Pena-Hernandez urged fellow board member Jeff Hallgren, who said he welcomed all students who lived in DeKalb but said federal immigration authorities are enforcing the law, and Jeromy Olson, who also opposed the measure, to put themselves in the shoes of immigrants.
“I really am not here to judge any parents because my parents were here illegally as well,” she said. “And it was a very very long process. They entered here legally with the hopes of getting citizenship, and it didn’t occur as quick as we thought.”
The room crammed in a crowd of over 50 people, including many members of the Welcoming Western Counties immigrant advocacy group. Some audience members were opposed to the resolution and voiced frustration that their comments were limited to one minute because of the number of people (19) who were signed up to speak.
Dwayne Brown, of DeKalb, who opposed the resolution, became angry and accused the board of the violating his First Amendment right by limiting his time to one minute.
“No wonder we’re one of the highest-taxed districts in the country,” Brown said. “You people should go to jail.”
Lizy Garcia Ramirez, a DeKalb High School graduate, said she was undocumented for all the years she attended the district, and passing the resolution wouldn’t cost the district any money.
“[It was] stated that this resolution isn’t necessary because laws already protect these students,” Ramirez said. “However, the reaction from the broad DeKalb community on social media clearly shows ignorance and the exact reason why this resolution is needed now more than ever.”

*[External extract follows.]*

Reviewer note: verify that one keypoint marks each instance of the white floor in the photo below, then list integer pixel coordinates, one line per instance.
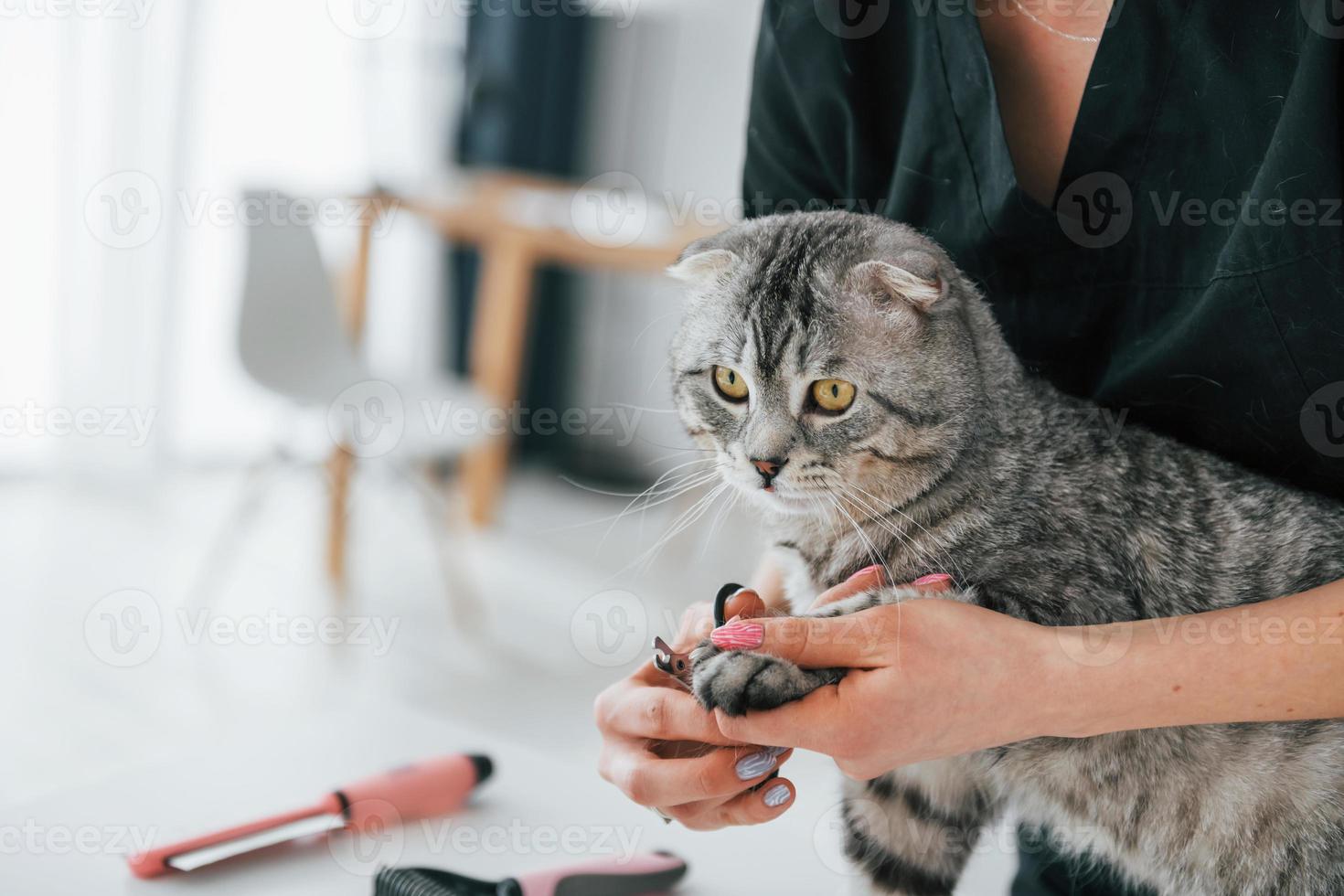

Maurice McDavid, assistant principal at Cortland Elementary and former dean of students at DeKalb High School and District 428 graduate, said Cortland’s student population is 33% Latino.
“School and education does not happen in a bubble,” McDavid said. “When my mother was in the hospital my senior year and I couldn’t get money to take the [advanced placement] exam, my teacher did not say ‘that’s a home problem.’ My teacher paid for me to take the AP exam. That’s the type of community we need in DeKalb.”